Wednesday, September 21, 2016
Galleria Exhibit Hall
Cheryl Kovar, PhD, RN, CNS, Donna Roberson, PhD, RN and Susan Carter, MSN, RN, CPC, Graduate Department, East Carolina University College of Nursing, Greenville, NC

Background:  Nearly 20 million new sexually transmitted diseases (STD) are reported in the U.S. each year resulting in health consequences to the patient; and a direct cost of nearly 16 billion dollars to the country.   Screening and treatment, reimbursement of STD services, and collaboration among health care entities are paramount to effective public health interventions.  The aim of this study is to determine perceived barriers to this effort.

Methods:  For this qualitative, descriptive study a member of the research team conducted semi-structured interviews with 133 staff members representing 2 emergency departments (ED), 13 federally qualified health centers (FQHC), and 25 local health departments (LHD) covering 33 counties in eastern North Carolina between September 1, 2015 to January 29, 2016.  Participants were asked about barriers to screening and treatment, coding/billing and reimbursement of STD services, and barriers to collaboration among these 3 entities (ED, FQHC, LHD).   A modification of Colaizzi’s procedural steps of analysis was used to extract, organize, and analyze the data for central themes.

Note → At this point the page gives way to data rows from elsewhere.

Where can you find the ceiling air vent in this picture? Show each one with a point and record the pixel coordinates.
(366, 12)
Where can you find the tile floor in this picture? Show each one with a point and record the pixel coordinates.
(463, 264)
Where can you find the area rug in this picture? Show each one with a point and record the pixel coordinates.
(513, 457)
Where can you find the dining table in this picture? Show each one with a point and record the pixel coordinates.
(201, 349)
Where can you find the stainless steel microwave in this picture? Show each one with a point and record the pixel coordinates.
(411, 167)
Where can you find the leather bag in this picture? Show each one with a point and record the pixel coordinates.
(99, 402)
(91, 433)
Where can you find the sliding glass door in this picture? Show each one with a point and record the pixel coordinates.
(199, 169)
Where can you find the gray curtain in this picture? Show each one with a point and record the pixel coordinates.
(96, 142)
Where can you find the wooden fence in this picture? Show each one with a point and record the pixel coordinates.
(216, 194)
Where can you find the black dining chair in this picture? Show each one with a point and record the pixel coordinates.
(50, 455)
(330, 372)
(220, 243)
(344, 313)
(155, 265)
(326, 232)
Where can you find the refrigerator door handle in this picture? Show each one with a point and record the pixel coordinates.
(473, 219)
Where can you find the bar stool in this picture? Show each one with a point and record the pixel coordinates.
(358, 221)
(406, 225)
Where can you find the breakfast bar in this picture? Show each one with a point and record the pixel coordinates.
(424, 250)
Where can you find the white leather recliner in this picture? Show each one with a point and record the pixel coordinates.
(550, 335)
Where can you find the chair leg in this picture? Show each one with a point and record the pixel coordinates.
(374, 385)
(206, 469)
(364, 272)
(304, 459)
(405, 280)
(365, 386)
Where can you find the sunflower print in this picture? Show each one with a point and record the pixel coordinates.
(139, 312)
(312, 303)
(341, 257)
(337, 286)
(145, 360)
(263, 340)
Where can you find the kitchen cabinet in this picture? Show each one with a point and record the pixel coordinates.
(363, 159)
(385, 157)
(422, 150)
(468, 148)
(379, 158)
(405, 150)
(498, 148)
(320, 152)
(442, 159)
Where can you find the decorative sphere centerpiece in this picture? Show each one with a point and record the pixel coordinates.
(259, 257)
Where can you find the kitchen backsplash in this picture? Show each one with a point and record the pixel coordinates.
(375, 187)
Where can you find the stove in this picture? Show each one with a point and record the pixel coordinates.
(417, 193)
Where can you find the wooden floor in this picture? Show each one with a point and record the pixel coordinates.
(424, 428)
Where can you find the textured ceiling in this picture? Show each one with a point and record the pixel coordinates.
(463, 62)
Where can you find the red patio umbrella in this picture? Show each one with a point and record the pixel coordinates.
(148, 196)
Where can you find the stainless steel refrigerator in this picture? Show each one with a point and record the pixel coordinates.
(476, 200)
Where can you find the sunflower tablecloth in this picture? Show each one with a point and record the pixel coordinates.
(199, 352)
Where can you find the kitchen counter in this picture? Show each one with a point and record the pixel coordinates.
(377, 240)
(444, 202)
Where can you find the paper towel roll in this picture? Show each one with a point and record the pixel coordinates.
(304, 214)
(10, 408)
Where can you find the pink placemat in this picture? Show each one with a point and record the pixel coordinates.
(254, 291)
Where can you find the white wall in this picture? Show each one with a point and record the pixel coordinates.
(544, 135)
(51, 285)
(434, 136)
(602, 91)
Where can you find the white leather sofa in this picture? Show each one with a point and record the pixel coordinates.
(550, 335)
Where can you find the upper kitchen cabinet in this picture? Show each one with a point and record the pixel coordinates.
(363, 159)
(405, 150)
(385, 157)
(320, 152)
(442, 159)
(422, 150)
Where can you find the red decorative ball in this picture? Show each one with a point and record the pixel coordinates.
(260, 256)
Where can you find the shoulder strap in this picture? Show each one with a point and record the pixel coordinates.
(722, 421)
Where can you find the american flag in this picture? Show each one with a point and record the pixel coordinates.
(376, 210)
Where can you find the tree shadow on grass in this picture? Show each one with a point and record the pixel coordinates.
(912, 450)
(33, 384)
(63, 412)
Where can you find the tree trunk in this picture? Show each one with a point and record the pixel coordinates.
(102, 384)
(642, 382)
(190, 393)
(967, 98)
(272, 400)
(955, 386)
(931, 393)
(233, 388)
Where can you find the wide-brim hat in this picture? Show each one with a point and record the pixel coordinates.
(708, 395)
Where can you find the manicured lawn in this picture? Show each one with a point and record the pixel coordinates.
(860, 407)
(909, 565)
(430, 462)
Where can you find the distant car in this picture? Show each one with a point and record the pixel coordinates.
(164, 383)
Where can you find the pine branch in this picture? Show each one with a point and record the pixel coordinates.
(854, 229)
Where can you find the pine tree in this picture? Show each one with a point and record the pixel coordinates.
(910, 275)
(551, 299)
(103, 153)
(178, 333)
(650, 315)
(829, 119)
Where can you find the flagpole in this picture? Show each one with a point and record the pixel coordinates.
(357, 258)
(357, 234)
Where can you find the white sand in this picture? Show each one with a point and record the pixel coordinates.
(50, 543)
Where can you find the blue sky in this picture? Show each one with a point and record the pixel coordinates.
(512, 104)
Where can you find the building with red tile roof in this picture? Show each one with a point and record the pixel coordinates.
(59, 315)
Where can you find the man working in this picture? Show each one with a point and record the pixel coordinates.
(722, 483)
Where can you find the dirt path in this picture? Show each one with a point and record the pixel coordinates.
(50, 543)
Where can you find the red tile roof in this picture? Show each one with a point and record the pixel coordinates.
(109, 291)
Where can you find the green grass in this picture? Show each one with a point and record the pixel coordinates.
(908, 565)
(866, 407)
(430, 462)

Results:   Directors of Nursing comprised the largest portion of the sample (18%), followed by billing/coding supervisors (16.5%), and clinical services managers (13.5%).  Clinical providers (FNP, MD) comprised 6.8% of the sample.  Central themes emerged from the in-depth analysis within the 3 proposed questions on barriers.    First, barriers to screening included three themes:  limits to screening, insurance woes, and patient factors.  Unique to LHDs was the theme, “a culture of free”.  The second, barriers to reimbursement had two themes:  issues with coding, and insurance contracts.  The third, barriers to collaboration had three themes:  relationships, knowledge of other’s services, and time or system constraints.

Conclusions:  These themes provide a better understanding of barriers encountered by those working on the front lines.  Through increased knowledge, providers can increase their efforts in addressing these barriers and ultimately improving STD services.